New Wild Safari Dinosaur Acrocanthosaurus Model Reviewed

By |2024-04-23T14:28:19+01:00June 5th, 2012|Dinosaur Fans, Everything Dinosaur videos|0 Comments

A Review of the New Acrocanthosaurus Dinosaur Model

Safari Ltd have introduced four new dinosaur models into their eclectic Wild Safari Dinos model range.  Team members at Everything Dinosaur have written reviews on all four of these new introductions, Acrocanthosaurus, Dracorex, Ceratosaurus and the “wandering horned dinosaur” – Vagaceratops.  These reviews are going to be supplemented by video reviews of the new Safari replicas.  We aim to produce a five minute video showing the model, explaining how it reflects the fossil evidence and pointing out some interesting features about it and the prehistoric animal the model represents. Here is our review of the Wild Safari Dinos Acrocanthosaurus dinosaur model.

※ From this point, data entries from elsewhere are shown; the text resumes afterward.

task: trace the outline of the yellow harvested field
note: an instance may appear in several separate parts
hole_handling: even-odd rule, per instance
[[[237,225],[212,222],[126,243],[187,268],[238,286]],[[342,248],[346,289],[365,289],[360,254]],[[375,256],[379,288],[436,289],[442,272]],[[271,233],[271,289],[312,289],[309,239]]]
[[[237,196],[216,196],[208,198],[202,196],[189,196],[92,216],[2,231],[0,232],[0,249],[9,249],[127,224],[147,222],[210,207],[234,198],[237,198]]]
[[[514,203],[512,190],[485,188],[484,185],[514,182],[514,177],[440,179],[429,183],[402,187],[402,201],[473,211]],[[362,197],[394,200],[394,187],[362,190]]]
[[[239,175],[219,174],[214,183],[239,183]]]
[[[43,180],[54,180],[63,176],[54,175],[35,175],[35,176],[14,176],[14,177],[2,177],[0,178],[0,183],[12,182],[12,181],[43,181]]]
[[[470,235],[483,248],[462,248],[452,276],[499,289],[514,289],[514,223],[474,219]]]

Acrocanthosaurus Dinosaur Model

Here is the first of our video reviews on the new Safari Ltd introductions:

A Review of the Acrocanthosaurus Dinosaur Model

https://youtu.be/7u1TcAWNSEg
Everything Dinosaur reviews the Wild Safari Prehistoric World Acrocanthosaurus dinosaur model.

Video credit: Everything Dinosaur

It is great to see a new interpretation of “High-spined Lizard”, a meat-eating dinosaur whose fossils have been discovered in Lower Cretaceous strata.

To see Everything Dinosaur’s Wild Safari Dinosaurs and Carnegie models: Safari Ltd – Wild Safari Prehistoric World Models.

A Contender for Biggest Theropod

Acrocanthosaurus may be a contender for the largest known, land based, predatory prehistoric animal.  Palaeontologists have few fossils to study, but it has been estimated that Acrocanthosaurus (A. atokensis ) may have been more than twelve metres in length.  Trackways discovered in Texas (United States), might be those of Acrocanthosaurus, the age of the strata relates to the fossil bearing sediments in which the Acrocanthosaurus material was discovered.  If these foot prints are indeed those of Acrocanthosaurus, then it suggests that this dinosaur may have hunted in packs.